Introduction to LLMs in Legal Work
The use of large language models (LLMs) in legal work has been gaining attention in recent years, with many believing that these models have the potential to revolutionize the field. However, new benchmarks are aiming to better measure the models’ ability to do legal work in the real world. The Professional Reasoning Benchmark, published by ScaleAI in November, evaluated leading LLMs on legal and financial tasks designed by professionals in the field. The study found that the models have critical gaps in their reliability for professional adoption, with the best-performing model scoring only 37% on the most difficult legal problems. This means that the model met just over a third of possible points on the evaluation criteria, highlighting the significant limitations of current LLMs in performing legal work.
Limitations of Current LLMs
The study’s findings are consistent with other benchmarks measuring the models’ performance on economically valuable work.

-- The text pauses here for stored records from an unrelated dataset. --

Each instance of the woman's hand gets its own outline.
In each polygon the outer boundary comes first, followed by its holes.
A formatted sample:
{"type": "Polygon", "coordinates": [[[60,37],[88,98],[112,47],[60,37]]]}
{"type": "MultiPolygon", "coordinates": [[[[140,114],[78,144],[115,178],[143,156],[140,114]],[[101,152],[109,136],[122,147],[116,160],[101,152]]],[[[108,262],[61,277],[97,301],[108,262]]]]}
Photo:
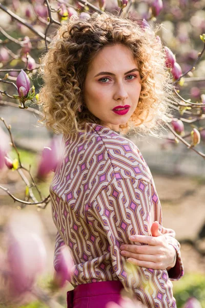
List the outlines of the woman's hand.
{"type": "Polygon", "coordinates": [[[153,270],[169,271],[175,265],[176,254],[172,245],[169,244],[166,235],[158,230],[158,223],[155,221],[151,231],[152,236],[134,235],[130,237],[133,242],[148,245],[123,244],[120,254],[128,257],[128,262],[139,266],[153,270]]]}

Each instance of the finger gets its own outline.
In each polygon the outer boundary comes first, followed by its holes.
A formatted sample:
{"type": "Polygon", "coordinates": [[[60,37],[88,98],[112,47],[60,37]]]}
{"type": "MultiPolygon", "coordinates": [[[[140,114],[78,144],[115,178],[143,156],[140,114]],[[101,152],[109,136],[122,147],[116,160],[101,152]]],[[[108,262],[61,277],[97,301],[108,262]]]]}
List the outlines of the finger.
{"type": "Polygon", "coordinates": [[[156,255],[160,253],[162,247],[159,246],[150,246],[148,245],[124,244],[120,246],[120,249],[135,254],[156,255]]]}
{"type": "Polygon", "coordinates": [[[130,239],[132,242],[138,242],[139,243],[144,243],[152,246],[158,245],[159,241],[161,240],[162,235],[158,237],[150,236],[148,235],[132,235],[130,237],[130,239]]]}
{"type": "Polygon", "coordinates": [[[151,261],[156,263],[160,262],[162,260],[162,256],[160,255],[142,255],[141,254],[134,254],[130,252],[124,252],[124,251],[120,252],[120,254],[126,258],[131,258],[139,261],[151,261]]]}
{"type": "Polygon", "coordinates": [[[135,259],[129,258],[127,260],[128,263],[140,266],[141,267],[146,267],[147,268],[152,268],[152,270],[165,270],[161,263],[154,263],[153,262],[147,262],[145,261],[139,261],[135,259]]]}

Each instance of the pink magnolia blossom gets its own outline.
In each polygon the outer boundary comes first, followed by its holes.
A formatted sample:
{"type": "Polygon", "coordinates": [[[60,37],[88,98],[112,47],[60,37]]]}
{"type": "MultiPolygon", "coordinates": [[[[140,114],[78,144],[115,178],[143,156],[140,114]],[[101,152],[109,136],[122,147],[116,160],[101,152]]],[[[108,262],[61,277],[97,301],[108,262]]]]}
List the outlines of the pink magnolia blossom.
{"type": "Polygon", "coordinates": [[[195,297],[190,297],[185,303],[183,308],[202,308],[199,301],[195,297]]]}
{"type": "Polygon", "coordinates": [[[58,287],[63,287],[67,281],[70,281],[74,263],[68,247],[60,247],[58,263],[54,276],[54,282],[58,287]]]}
{"type": "Polygon", "coordinates": [[[119,301],[119,304],[112,301],[108,302],[105,308],[146,308],[141,302],[126,296],[122,296],[119,301]]]}
{"type": "Polygon", "coordinates": [[[176,57],[172,51],[167,46],[165,46],[165,51],[166,55],[166,65],[167,67],[173,67],[176,62],[176,57]]]}
{"type": "Polygon", "coordinates": [[[192,87],[190,90],[190,94],[194,98],[198,98],[200,96],[201,91],[197,87],[192,87]]]}
{"type": "Polygon", "coordinates": [[[99,7],[100,9],[104,8],[106,4],[106,0],[98,0],[99,1],[99,7]]]}
{"type": "Polygon", "coordinates": [[[55,171],[61,155],[60,141],[60,138],[55,136],[49,146],[44,147],[37,167],[36,176],[38,179],[45,179],[51,171],[55,171]]]}
{"type": "Polygon", "coordinates": [[[142,29],[146,29],[147,28],[148,29],[150,28],[148,22],[144,18],[143,18],[142,21],[140,22],[140,24],[141,24],[141,25],[140,25],[142,29]]]}
{"type": "Polygon", "coordinates": [[[77,12],[73,8],[68,8],[68,13],[69,17],[71,17],[73,15],[75,15],[75,16],[78,16],[78,15],[77,12]]]}
{"type": "Polygon", "coordinates": [[[152,15],[158,16],[163,8],[162,0],[152,0],[151,4],[152,15]]]}
{"type": "Polygon", "coordinates": [[[43,3],[36,3],[34,7],[35,12],[42,18],[48,17],[48,9],[43,3]]]}
{"type": "Polygon", "coordinates": [[[30,6],[27,6],[25,10],[25,15],[28,18],[31,18],[32,15],[32,11],[30,6]]]}
{"type": "Polygon", "coordinates": [[[22,41],[22,42],[24,42],[25,43],[24,43],[24,44],[22,44],[23,47],[21,51],[22,53],[23,54],[27,52],[30,52],[32,48],[32,44],[29,36],[25,36],[24,40],[22,41]]]}
{"type": "Polygon", "coordinates": [[[172,69],[172,74],[173,75],[174,79],[176,80],[178,79],[182,75],[182,72],[180,66],[178,63],[175,62],[172,69]]]}
{"type": "Polygon", "coordinates": [[[90,19],[90,15],[89,14],[88,14],[88,13],[82,12],[82,13],[80,13],[79,16],[79,18],[83,20],[90,19]]]}
{"type": "Polygon", "coordinates": [[[28,214],[23,215],[23,219],[22,215],[12,218],[7,230],[9,292],[14,298],[32,289],[47,260],[40,233],[35,230],[40,223],[36,219],[32,220],[28,214]]]}
{"type": "Polygon", "coordinates": [[[36,64],[33,58],[31,56],[29,56],[28,58],[28,69],[34,69],[36,67],[36,64]]]}
{"type": "Polygon", "coordinates": [[[180,120],[174,118],[172,121],[172,127],[178,134],[181,134],[184,131],[184,126],[182,121],[180,120]]]}

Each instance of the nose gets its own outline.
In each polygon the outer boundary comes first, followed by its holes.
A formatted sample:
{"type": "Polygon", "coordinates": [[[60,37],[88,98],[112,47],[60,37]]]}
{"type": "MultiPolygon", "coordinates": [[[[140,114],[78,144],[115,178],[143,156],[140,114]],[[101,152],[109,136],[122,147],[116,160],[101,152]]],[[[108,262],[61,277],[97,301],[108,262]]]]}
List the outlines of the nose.
{"type": "Polygon", "coordinates": [[[118,84],[114,94],[114,99],[116,101],[117,100],[123,101],[127,99],[128,96],[128,93],[123,84],[118,84]]]}

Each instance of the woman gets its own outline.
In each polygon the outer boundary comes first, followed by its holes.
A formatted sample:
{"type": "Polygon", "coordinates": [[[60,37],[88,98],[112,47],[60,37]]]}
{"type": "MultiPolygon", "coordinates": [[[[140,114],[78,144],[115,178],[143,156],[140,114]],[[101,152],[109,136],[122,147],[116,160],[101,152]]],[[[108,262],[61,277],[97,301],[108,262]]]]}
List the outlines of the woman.
{"type": "Polygon", "coordinates": [[[161,121],[170,121],[165,57],[150,28],[95,13],[62,26],[42,61],[42,121],[63,133],[50,191],[58,230],[55,268],[62,245],[75,264],[68,307],[118,303],[123,288],[146,306],[176,306],[170,279],[183,275],[180,245],[165,234],[174,232],[162,227],[148,166],[121,134],[157,136],[161,121]],[[126,257],[122,244],[129,244],[126,257]]]}

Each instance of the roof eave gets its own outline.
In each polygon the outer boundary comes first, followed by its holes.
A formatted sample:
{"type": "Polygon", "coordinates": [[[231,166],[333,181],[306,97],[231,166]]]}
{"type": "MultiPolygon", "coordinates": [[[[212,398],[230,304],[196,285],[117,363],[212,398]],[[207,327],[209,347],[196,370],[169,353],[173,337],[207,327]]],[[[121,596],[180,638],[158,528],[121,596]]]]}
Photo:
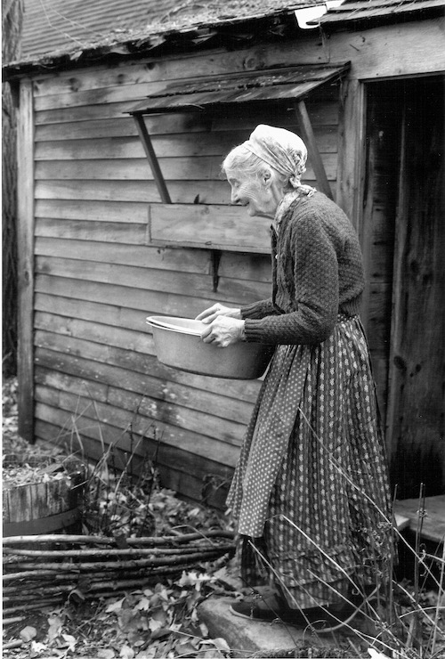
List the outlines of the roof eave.
{"type": "Polygon", "coordinates": [[[155,56],[160,48],[167,52],[171,50],[173,53],[178,41],[182,41],[182,43],[187,41],[190,50],[193,51],[199,48],[199,44],[194,44],[194,40],[202,38],[206,31],[211,33],[216,30],[218,35],[223,37],[231,28],[254,28],[262,21],[288,20],[289,17],[295,20],[295,30],[299,31],[300,28],[295,19],[295,9],[289,8],[248,18],[233,17],[177,28],[159,29],[153,32],[141,31],[124,39],[121,37],[120,39],[116,39],[111,43],[85,44],[84,48],[76,51],[54,51],[36,58],[9,62],[3,67],[3,80],[6,82],[20,76],[48,72],[51,69],[77,69],[93,61],[97,62],[100,59],[109,57],[121,59],[142,57],[149,54],[155,56]]]}

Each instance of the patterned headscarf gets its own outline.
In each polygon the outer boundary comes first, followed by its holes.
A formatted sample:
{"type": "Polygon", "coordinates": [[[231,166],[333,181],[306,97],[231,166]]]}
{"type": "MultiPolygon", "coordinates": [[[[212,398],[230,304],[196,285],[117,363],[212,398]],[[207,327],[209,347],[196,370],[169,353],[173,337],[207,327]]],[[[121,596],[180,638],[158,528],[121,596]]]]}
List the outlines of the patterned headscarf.
{"type": "Polygon", "coordinates": [[[301,184],[302,175],[306,171],[307,149],[295,133],[260,124],[243,146],[280,174],[289,176],[293,188],[308,188],[307,192],[313,191],[309,185],[301,184]]]}

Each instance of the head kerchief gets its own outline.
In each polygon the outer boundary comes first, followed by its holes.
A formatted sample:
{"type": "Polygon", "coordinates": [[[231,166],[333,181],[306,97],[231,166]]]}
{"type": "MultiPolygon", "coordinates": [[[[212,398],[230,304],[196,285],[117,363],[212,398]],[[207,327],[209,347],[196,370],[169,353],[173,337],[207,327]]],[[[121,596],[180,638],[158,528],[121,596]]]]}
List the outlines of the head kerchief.
{"type": "Polygon", "coordinates": [[[301,185],[302,174],[306,170],[307,149],[295,133],[260,124],[243,146],[280,174],[289,176],[294,188],[301,185]]]}

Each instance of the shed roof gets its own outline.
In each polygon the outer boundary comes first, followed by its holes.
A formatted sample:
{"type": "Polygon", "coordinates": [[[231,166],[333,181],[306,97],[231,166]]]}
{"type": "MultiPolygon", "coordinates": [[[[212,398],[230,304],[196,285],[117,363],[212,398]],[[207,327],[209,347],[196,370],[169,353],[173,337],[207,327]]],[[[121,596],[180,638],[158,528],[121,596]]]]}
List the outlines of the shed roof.
{"type": "Polygon", "coordinates": [[[142,33],[234,22],[322,4],[322,0],[25,0],[24,57],[77,50],[142,33]]]}
{"type": "Polygon", "coordinates": [[[322,26],[374,19],[401,18],[403,14],[439,8],[445,11],[444,0],[345,0],[321,17],[322,26]]]}
{"type": "Polygon", "coordinates": [[[255,102],[275,102],[301,99],[320,85],[340,77],[348,64],[301,65],[212,76],[166,85],[163,91],[150,94],[138,103],[131,114],[197,111],[228,106],[250,105],[255,102]]]}
{"type": "MultiPolygon", "coordinates": [[[[85,66],[101,58],[123,58],[219,47],[229,39],[240,43],[293,37],[294,12],[320,6],[322,0],[25,0],[23,52],[4,67],[11,79],[51,67],[85,66]],[[263,21],[259,23],[258,21],[263,21]],[[222,42],[218,42],[218,39],[222,42]]],[[[403,15],[428,18],[443,13],[445,0],[345,0],[335,8],[327,2],[323,28],[336,29],[352,21],[368,25],[398,20],[403,15]],[[432,13],[433,12],[433,13],[432,13]]],[[[318,22],[317,22],[318,24],[318,22]]]]}

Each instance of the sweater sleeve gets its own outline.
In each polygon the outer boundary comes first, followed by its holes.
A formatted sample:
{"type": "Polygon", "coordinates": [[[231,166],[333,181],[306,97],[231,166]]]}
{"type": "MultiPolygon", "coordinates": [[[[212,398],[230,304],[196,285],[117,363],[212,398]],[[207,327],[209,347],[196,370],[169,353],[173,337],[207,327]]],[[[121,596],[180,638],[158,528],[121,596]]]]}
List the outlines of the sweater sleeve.
{"type": "MultiPolygon", "coordinates": [[[[338,263],[321,217],[306,213],[292,219],[287,248],[293,264],[295,311],[254,319],[246,316],[247,341],[267,344],[318,344],[334,330],[338,313],[338,263]]],[[[281,256],[281,255],[280,255],[281,256]]],[[[290,285],[289,285],[290,284],[290,285]]]]}
{"type": "Polygon", "coordinates": [[[241,318],[264,318],[264,316],[276,315],[279,312],[273,305],[272,298],[254,302],[252,305],[247,305],[241,307],[241,318]]]}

The AI Productivity Index, published by the data firm Mercor in September and updated in December, found that the models have "substantial limitations" in performing legal work. The best-performing model scored 77.9% on legal tasks, meaning it satisfied roughly four out of five evaluation criteria. While a model with such a score might generate substantial economic value in some industries, it may not be useful at all in fields where errors are costly. This highlights the need for more accurate and reliable LLMs that can perform legal work with a high degree of accuracy.
Challenges of Legal Reasoning
Unlike math or coding, in which LLMs have made significant progress, legal reasoning may be challenging for the models to learn. The law deals with messy real-world problems, riddled with ambiguity and subjectivity, that often have no right answer. Making matters worse, a lot of legal work isn’t recorded in ways that can be used to train the models. When it is, documents can span hundreds of pages, scattered across statutes, regulations, and court cases that exist in a complex hierarchy. This complexity makes it difficult for LLMs to learn and apply legal reasoning, and it may require significant advances in natural language processing and machine learning to overcome these challenges.
Shortcomings of Current LLM Training
A more fundamental limitation of current LLMs may be that they are simply not trained to think like lawyers. "The reasoning models still don’t fully reason about problems like we humans do," says Julian Nyarko, a law professor at Stanford Law School. The models may lack a mental model of the world—the ability to simulate a scenario and predict what will happen—and that capability could be at the heart of complex legal reasoning. It’s possible that the current paradigm of LLMs trained on next-word prediction gets us only so far, and that new approaches are needed to develop LLMs that can truly think like lawyers.
Future Directions
The development of more accurate and reliable LLMs for legal work will require significant advances in natural language processing and machine learning. It may also require a fundamental shift in how LLMs are trained, with a focus on developing models that can simulate scenarios and predict outcomes. Additionally, the development of more comprehensive benchmarks that capture the complexity of real-world legal work will be essential in evaluating the performance of LLMs. By addressing these challenges and limitations, it may be possible to develop LLMs that can truly support lawyers and other legal professionals in their work, and that can help to improve the efficiency and accuracy of legal services. However, for now, it’s clear that LLMs are not yet ready to replace human lawyers, and that significant work remains to be done to develop models that can truly think like lawyers.